Ook Philippe Remarque ziet zijn rol in het leveren van context. “Zij voeren oorlog met beelden. Maar als wij om die reden beelden gaan censureren, zijn we oorlogspartij geworden. Dat is niet de rol die de krant wil spelen. Terugschieten is niet onze taak. Dus geven we de beelden met mate door, niet ongefilterd, dus voorzien van duiding en commentaar. Dat doen we met alle oorlogspropaganda, niet alleen die van IS. Tegen de tijd dat publicatie van bepaalde beelden de democratie zelf in gevaar brengt, moeten we opnieuw kijken. Maar dat is nu helemaal niet het geval.”

 

Conclusie en aanbevelingen

 

Bert Wagendorp schreef een column voor De Volkskrant na het publiceren van de foto van Foley. Hij schreef:

“Je kunt zeggen: 'het is niet aan ons van de krant, radio of televisie om uit te maken wat propaganda is en wat niet, het is onze taak om dingen te laten zien. Maar het wordt ingewikkeld wanneer het volstrekt duidelijk is dat je onderdeel bent van een propaganda-actie, het onthoofden van een journalist, en dat je zo bijdraagt aan het succes ervan.'”

 

Philippe Remarque:

“Waar ligt de grens welke propaganda gewenst is en welke niet? We tonen ze allemaal en dan moeten we het goed uitleggen.”

 

 

Wagendorp trekt de beslissing van Remarque in twijfel. Hij geeft echter geen mening. Daar zit mijn duivelse dilemma. Ik ben het eens met de rol van de journalistiek. Weergeven en context bieden. Alleen is het eng te weten dat je door het verslaan ook vreselijke doelen behartigt. De keerzijde is dat je met niet verslaan, je jezelf verloochent. Dat je dan niet trouw bent aan je eigen principes en dat je dan partij kiest.

 

En dat maakt het tot een onbevredigende zoektocht. Zoals een filosoof ooit tegen mij zei: “Door reflectie kan je op een antwoord komen dat je niet leuk vindt en waar je de consequenties van in moet zien.”

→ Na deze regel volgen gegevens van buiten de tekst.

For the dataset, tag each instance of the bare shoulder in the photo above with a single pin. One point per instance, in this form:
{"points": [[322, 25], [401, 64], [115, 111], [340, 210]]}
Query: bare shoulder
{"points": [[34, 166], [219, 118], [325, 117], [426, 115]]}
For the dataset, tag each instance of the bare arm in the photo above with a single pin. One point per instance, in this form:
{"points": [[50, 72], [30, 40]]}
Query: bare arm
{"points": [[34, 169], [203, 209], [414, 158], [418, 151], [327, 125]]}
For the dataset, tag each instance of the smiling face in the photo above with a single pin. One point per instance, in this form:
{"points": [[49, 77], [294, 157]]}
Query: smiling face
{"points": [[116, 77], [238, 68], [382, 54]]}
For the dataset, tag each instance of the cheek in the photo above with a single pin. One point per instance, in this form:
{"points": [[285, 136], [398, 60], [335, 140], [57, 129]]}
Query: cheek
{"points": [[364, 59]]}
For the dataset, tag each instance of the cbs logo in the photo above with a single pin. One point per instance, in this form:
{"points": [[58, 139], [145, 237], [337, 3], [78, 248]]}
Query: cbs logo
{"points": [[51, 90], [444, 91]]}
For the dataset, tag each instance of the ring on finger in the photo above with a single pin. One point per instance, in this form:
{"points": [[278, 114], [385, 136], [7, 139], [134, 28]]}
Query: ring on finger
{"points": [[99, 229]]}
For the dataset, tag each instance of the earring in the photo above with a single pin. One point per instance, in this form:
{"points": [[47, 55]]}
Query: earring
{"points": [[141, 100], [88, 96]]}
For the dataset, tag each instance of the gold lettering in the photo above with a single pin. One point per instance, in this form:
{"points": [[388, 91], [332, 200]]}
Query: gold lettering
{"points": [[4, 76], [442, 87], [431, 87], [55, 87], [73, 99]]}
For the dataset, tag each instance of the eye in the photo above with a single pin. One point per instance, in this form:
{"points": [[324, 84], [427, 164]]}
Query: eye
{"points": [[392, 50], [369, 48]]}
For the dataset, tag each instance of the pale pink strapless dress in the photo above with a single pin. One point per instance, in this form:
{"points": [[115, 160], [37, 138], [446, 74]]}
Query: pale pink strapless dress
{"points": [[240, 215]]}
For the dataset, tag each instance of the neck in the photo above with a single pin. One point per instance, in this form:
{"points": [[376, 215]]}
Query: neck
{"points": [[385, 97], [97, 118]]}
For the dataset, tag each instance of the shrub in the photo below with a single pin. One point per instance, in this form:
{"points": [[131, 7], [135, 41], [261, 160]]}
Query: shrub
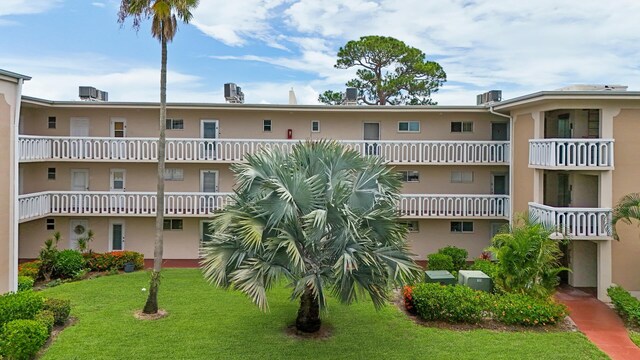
{"points": [[520, 309], [439, 261], [68, 263], [30, 269], [25, 283], [18, 306], [625, 304], [458, 256], [60, 309], [486, 266], [21, 339], [46, 318], [449, 303]]}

Ik kies voor onze waarde, democratie en vrijheid. Het is pijnlijk dat mijn waarde jongere stuurt naar Syrië.

 

Ik blijf zoeken of er een passende oplossing is. Tot die tijd; blijven vertellen wat er gebeurt in de wereld. Wel met goede context en duiding. Daarbij moet je accepteren dat je nu een partij helpt. Zoals je ook anderen helpt wanneer je hun verhaal vertelt.